I went through the document I tried to look at which articles are actually respecting the Geneva Convention and which are not.

Be careful, some articles are mix: as S2 Art9

In accordance with Geneva Convention
S1 art 2, 4,.
S2, art 8, 9, 11
S3 art 14, 15, 17, 18, 19, 20*
S7 art 36, 41
S11 art 50, 51,
S13 art 64

Not in accordance with Geneva Convention
S2, art 9,10,
S3 art 13, 19, 20*
S 7 art 36, 41

*I suspect traduction error or imprecision.

What I think is interesting is the negative approach of Law and Right in that document. Where a western document will say that authority has competencies to judge such issues, they go by that issue cannot be judge by any other authority. (see S9 art 43 as example).

Mike, we can argue long time and you know that. There is whole bunch of layers working on that at ICRC.
Unfortunately, I am not in position (I do not have access to all my material) to come with illustrated argument. But the detention of terrorist without status, either or comon right or prisoner of war is a denial of the Geneva Convention.
Also, the absence of compensation for the individuals that were not recognised guilty of any crimes. This is in opposition with Geneva Convention. I would say Geneva Convention it self (1949) and the 4th protocol on civilian populations.
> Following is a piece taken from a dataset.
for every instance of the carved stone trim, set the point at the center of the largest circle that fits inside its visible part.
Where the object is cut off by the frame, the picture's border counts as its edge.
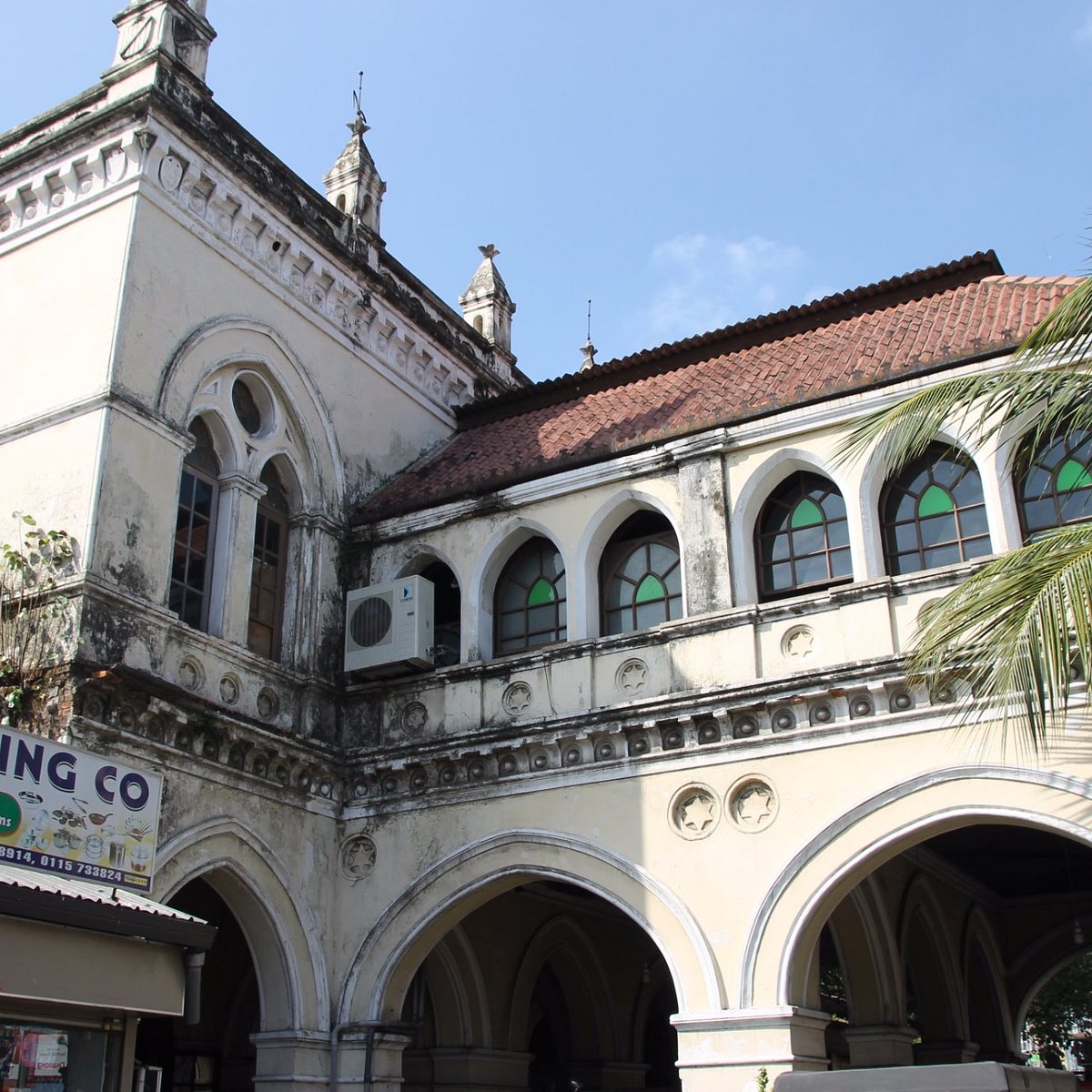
(694, 812)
My point is that if you want to take for strategic base of you legitimacy the rule of law then you have to apply rule of law. If you declare that Rule of Law is what you promote, then you have to apply it also.
If you start, even one time to argue that you will not apply the Geneva Convention to one category of population and purposely do it without legal frame work then you create a precedent. In Anglo Saxon law, if I do not mistake, the custom prime on the law. So if you introduce a new custom then you create a new legacy. That you may or may not formalise by a normative act as a law. But still you do introduce a legal practice and then endorse it.